Levetiracetam has minimal or moderate influence on the ability to drive and operate machinery. Due to possible differences in individual sensitivity, some patients may develop drowsiness or other symptoms from the central nervous system during treatment, especially at the beginning of treatment or after a dose increase. Therefore, such patients are recommended to exercise caution when performing tasks that require developed skills, for example, when driving a car or operating machinery. Patients should refrain from driving a car or operating machinery until they are sure that their ability to perform the listed tasks is not impaired.

Drug Interactions

According to available data, the clearance of levetiracetam in children receiving treatment with anticonvulsant drugs that are inducers of hepatic microsomal enzymes is 20% higher. Dose adjustment is not required.

Probenecid, a tubular secretion blocker (500 mg 4 times/day), has been shown to inhibit the renal clearance of the main metabolite of levetiracetam, but not of levetiracetam itself. Nevertheless, the concentration of this metabolite remains low.
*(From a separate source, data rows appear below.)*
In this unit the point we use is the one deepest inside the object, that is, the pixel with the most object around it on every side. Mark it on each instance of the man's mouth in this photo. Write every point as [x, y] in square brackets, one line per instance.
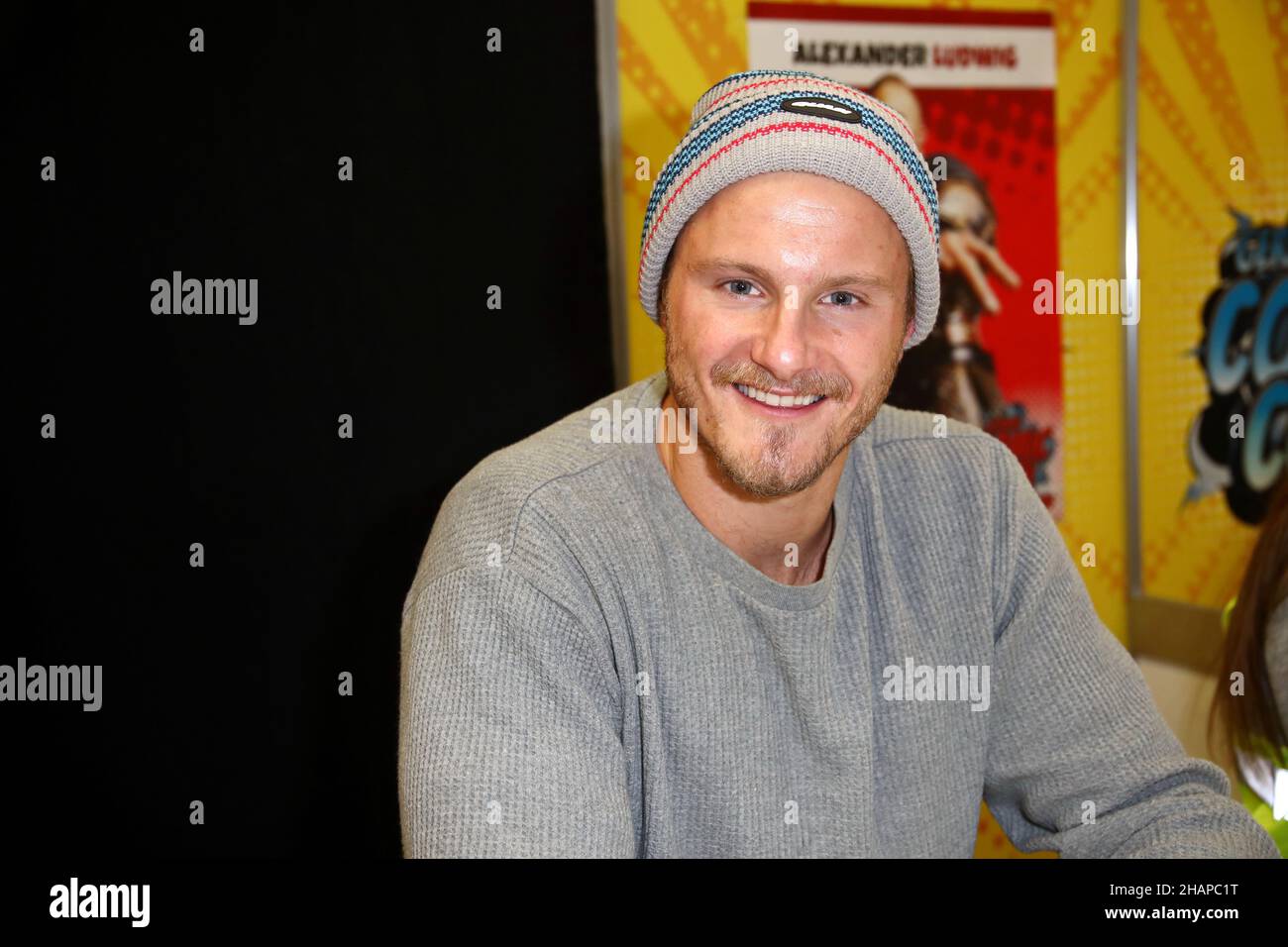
[782, 402]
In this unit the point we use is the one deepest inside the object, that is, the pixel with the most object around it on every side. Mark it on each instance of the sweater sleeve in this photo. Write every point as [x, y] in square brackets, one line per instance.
[1080, 761]
[509, 725]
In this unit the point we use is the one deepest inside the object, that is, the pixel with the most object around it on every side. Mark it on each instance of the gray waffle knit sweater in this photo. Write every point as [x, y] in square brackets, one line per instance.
[587, 671]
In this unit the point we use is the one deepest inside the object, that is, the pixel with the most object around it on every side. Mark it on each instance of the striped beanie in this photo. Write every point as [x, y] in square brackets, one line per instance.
[782, 120]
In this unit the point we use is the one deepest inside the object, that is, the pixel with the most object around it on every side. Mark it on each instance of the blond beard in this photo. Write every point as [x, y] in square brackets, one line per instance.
[768, 472]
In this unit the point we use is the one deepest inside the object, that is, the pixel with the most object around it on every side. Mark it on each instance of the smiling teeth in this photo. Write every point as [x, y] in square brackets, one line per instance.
[780, 399]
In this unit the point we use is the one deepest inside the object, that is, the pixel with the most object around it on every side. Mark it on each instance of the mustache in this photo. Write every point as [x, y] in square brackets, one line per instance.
[804, 382]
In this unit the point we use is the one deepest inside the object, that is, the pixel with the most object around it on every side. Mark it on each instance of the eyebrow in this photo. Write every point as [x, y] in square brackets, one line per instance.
[867, 279]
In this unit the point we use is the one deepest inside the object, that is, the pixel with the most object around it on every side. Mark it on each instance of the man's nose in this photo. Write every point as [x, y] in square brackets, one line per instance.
[782, 339]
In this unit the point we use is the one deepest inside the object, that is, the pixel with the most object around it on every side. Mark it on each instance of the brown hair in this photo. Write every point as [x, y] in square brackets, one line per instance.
[1253, 715]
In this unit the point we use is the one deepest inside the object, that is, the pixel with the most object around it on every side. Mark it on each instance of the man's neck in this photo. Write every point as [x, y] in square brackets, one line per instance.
[786, 538]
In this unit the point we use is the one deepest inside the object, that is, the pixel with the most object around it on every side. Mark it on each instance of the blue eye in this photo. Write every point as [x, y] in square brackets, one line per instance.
[848, 295]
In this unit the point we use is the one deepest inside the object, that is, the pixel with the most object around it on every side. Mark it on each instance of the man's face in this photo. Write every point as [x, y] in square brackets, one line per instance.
[794, 285]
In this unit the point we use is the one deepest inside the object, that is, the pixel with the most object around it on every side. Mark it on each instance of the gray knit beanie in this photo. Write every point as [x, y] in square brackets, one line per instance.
[772, 120]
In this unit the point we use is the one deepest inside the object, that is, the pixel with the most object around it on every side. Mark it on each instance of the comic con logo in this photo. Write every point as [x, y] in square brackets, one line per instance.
[1237, 442]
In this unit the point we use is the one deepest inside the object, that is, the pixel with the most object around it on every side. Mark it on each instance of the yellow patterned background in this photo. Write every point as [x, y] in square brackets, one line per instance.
[1212, 84]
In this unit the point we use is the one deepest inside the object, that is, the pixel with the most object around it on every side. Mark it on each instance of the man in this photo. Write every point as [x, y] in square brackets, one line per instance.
[819, 626]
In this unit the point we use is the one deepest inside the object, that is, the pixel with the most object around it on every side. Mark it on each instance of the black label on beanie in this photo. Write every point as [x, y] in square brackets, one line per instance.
[820, 107]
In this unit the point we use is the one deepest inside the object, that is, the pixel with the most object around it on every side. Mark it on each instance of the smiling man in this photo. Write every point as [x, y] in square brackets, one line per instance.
[835, 626]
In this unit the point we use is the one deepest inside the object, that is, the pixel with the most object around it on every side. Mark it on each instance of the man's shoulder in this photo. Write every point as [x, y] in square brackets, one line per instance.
[533, 483]
[953, 460]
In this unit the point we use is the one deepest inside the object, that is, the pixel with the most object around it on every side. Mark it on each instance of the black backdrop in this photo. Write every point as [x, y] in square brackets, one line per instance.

With simultaneous use of levetiracetam and methotrexate, a decrease in methotrexate clearance was noted, leading to an increase in methotrexate blood concentration to potentially toxic levels or prolongation of the period of maintaining such concentration. In patients receiving both drugs, plasma levels of methotrexate and levetiracetam should be monitored.

Storage Conditions

Store at 2°C (36°F) to 25°C (77°F). Keep in original packaging, protected from light. Keep out of reach of children.

Dispensing Status

Rx Only

Important Safety Information

This information is for educational purposes only and does not replace professional medical advice. Always consult your doctor before use. Dosage and side effects may vary. Use only as prescribed.